Потом настала очередь женщин. Каждый из гостей мог взять себе понравившуюся девушку. Наташа понимала, что рано или поздно ей тоже уготована подобная участь, но как всегда, оказалась не готова к предстоящему. С детских лет она верила в непоколебимую силу и мощь своего государства, в провозглашаемые в нем духовные ценности, в социалистические идеалы. Была уверена, что государство защитит ее.

   Она была активной комсомолкой, поборницей скромного и целомудренного образа жизни. Даже то обстоятельство, что родила ребенка вне брака, не поколебало ее устоев. Ведь она родила от любимого человека. И если бы захотела, могла  стать законной супругой Михаила. Не хотела только ломать ему жизнь и блестящую карьеру.

   А тут в одночасье от нее требовалось переломить свои внутренние устои, отказаться от тех нравственных принципов, которые закладывали в нее родители, любимые книги, герои фильмов.

   Наташа приглянулась тучному обладателю глянцевой лысины и курчавой бороды, не скрывающей толстых, красных губ. Он тут же раскрыл чековую книжку и что-то сказал хозяину. Тот отрицательно покачал головой, потом ответил. Начался обычный торг.

   Девушка с ужасом смотрела на то, как продают ее… женщину свободной страны. Она никак не могла взять в толк, как это возможно в нашем современном мире, где последние годы только и было разговоров, что о западной демократии, свободе личности…

   Все ее сверстники, студенты и работники предприятий, наперебой доказывали, что только в социалистическом обществе все находились о кабале у государства, а за рубежом, в цивилизованных странах, куда так стремилась наиболее продвинутая часть Наташиных знакомых, их ждет настоящая свобода, невиданное прежде благополучие, возможность вкусить все земные блага…
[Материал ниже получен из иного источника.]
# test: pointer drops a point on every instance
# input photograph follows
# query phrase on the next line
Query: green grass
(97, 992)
    Сейчас Наташа на себе ощущала, откуда берутся все эти блага. Ее продавали как какую-то скотину. Шел торг между покупателем и продавцом о ней,  как о неодушевленной вещи, а не как о человеке, не как о личности. Впрочем, она и была для этих пресыщенных вседозволенностью и развратом господ неодушевленной, всего лишь обычной игрушкой для развлечений.
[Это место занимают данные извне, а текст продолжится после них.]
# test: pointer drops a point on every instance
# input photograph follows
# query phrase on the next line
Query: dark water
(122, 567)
   Хозяин острова продал Наташу с хорошей прибылью. Это чувствовалось по его игривости, по тому, как потирал ладони и похлопывал покупателя по плечу. Еще вместе с Наташей в собственность бородача с красными губами перешли две девушки и один мальчик с огромными миндалевидными глазами, которому было не больше десяти лет.

   Купленных рабов новый хозяин тут же распорядился перевести на свою яхту и запереть в крохотной каюте.

   Наташа попыталась разговориться с другими пленниками. Девушки вначале робко посматривали на нее, потом на двери. Наконец одна сказала, что она из Молдавии. Ее пригласили поработать в Греции. Но сразу по приезде отобрали паспорт и продали на этот остров. Вторая девушка лишь отрицательно качала головой, показывая, что не понимает. Неожиданно мальчик прижался к Наташе и прошептал, коверкая слова, что он из Грузии. Его на улице остановила женщина, спросила о родителях, предложила подвезти до дома. Больше он ничего не помнит.

    Наташа поняла, что все они жертвы пиратов. Все они в этом так называемом свободном мире являются не полноправными членами общества, а только товаром. И их судьбы целиком зависят от прихоти нового хозяина. Но у нее теплилась надежда, что страна о ней не забудет, что родные сумеют узнать, где она, и помогут вырваться.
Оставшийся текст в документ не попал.